Johnson'a duyulan öfkeyi daha da büyüten, en yoksul İngilizlerin günlük acı ve sıkıntılarını anlamıyor gibi görünmesi. Bu hafta bir İngiliz yayın kuruluşu ITV'ye verdiği röportajda Johnson’ın, insanların artan geçim masrafları nedeniyle "darlık ve sıkıntı" hissettiklerini söylemesi, halkın yanı sıra iktidardaki Muhafazakar Parti milletvekilleri arasında bile şiddetli bir öfkeye yol açtı. Johnson, birçok insan için geçim masrafı krizinin ne kadar kötü olduğunu tam olarak takdir etmemekle suçlandı. Zira insanlar “sıkıntı hissetmiyorlar”, büyük bir acı ve ıstırap içindeler.

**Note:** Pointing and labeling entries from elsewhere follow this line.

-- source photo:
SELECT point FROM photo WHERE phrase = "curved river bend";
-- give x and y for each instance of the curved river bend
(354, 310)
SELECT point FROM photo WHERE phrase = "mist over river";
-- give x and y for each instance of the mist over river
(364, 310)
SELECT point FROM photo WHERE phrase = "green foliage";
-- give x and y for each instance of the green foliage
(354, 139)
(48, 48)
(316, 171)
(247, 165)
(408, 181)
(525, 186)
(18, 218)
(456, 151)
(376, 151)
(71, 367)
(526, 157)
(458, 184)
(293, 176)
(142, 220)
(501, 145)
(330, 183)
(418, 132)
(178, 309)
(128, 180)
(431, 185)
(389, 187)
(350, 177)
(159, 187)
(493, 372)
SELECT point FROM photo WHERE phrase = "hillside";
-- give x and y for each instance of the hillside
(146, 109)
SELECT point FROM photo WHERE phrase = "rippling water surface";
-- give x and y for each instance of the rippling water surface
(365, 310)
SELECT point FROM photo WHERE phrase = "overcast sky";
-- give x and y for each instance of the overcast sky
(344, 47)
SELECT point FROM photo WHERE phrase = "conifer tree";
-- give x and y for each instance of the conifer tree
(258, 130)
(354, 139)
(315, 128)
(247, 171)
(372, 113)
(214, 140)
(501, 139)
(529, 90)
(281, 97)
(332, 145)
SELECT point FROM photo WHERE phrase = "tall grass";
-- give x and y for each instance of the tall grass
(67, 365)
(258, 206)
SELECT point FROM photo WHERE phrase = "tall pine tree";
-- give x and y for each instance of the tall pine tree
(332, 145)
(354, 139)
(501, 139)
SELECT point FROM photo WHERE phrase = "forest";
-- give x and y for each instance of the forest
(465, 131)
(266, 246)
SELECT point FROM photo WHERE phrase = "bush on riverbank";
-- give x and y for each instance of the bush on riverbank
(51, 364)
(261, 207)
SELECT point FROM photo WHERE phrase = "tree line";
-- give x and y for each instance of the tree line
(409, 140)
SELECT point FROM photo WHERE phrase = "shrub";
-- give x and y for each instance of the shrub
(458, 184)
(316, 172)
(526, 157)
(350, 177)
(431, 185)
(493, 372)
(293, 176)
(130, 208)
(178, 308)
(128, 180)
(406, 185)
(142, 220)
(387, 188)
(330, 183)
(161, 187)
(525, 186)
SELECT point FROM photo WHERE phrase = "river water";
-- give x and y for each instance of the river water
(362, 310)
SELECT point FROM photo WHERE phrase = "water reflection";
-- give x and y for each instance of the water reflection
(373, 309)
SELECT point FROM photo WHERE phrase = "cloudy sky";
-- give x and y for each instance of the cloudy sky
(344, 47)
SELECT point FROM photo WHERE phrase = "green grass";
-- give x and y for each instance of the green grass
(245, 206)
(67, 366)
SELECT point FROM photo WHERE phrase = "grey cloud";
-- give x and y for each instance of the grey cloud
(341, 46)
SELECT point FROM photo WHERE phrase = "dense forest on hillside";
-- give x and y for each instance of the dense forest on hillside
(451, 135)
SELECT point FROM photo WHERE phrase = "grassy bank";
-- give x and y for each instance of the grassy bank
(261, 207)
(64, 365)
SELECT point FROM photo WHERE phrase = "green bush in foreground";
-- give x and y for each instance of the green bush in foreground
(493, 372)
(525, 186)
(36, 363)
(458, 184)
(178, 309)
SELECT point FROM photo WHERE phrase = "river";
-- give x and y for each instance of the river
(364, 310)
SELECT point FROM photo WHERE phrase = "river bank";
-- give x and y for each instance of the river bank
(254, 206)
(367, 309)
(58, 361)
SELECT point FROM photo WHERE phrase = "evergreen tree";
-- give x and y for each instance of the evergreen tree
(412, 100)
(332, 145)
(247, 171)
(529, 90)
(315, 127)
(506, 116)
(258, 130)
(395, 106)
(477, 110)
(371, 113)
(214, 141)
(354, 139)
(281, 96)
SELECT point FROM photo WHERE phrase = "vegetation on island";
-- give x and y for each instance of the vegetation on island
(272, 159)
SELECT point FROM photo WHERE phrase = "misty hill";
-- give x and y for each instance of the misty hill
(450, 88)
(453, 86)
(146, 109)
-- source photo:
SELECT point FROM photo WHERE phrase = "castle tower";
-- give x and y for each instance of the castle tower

Röportaj sırasında sunucu Johnson'a, yüksek doğal gaz ve elektrik faturaları nedeniyle emekli maaşının artık yetersiz kaldığını, ısınmanın en ucuz yolunun, evde kalmayıp, yaşlılar için ücretsiz seyahat kartını kullanarak tüm gün toplu taşıma araçlarına binmek olduğunu keşfettiğini söyleyen 77 yaşındaki Elise adlı bir İngiliz kadına ne söyleyeceğini sordu.
Elise, Başbakan'a, geçim sıkıntısı krizi nedeniyle karşılaştığı günlük zorlukları anlattı. Öğün sayısını günde sadece bire indirgemek, süpermarketteki ürünlerin bir kısmının indirimde olduğu öğleden sonra geç saatlerde alışverişe gitmek gibi masraflarını azaltmak için başka ciddi adımlar attığını da anlattı.
Johnson, gerek bu kadının gerekse başkalarının geçim krizinin etkilerini azaltmak için bu tür adımlar atmak zorunda kalmalarını istemediğini söyledi. Ama ne onlara ne de ekonomik olarak sıkıntı çeken tüm kesimlere somut bir çözüm sunmadı.
Birçoğunun gözünde, Elise'in tanıklığı, İngiliz nüfusunun büyük bir bölümünün çektiği sıkıntıların "buzdağının görünen ucu"ndan başka bir şey değil. Dolayısıyla Muhafazakâr Parti'nin bugün yapılacak yerel meclis seçimlerinde olumlu sonuçlar elde edeceğine dair ciddi bir beklenti yok. Parti liderlerinin akıllarında dolaşan soru, yalnızca kaybın boyutu ve gelecekteki parlamento seçimlerindeki şansları üzerindeki etkisinin boyutu ile ilgili.
Kayıpların büyük ve örneğin İngiltere'deki güvenli yerel meclisleri içermesi, Johnson'ın parti üzerindeki kontrolünün gevşemesi, liderliği için sonun başlangıcı anlamına gelebilir. Ukrayna savaşı da onu seçmenlerin ve partinin öfkesinden kurtaramayacak.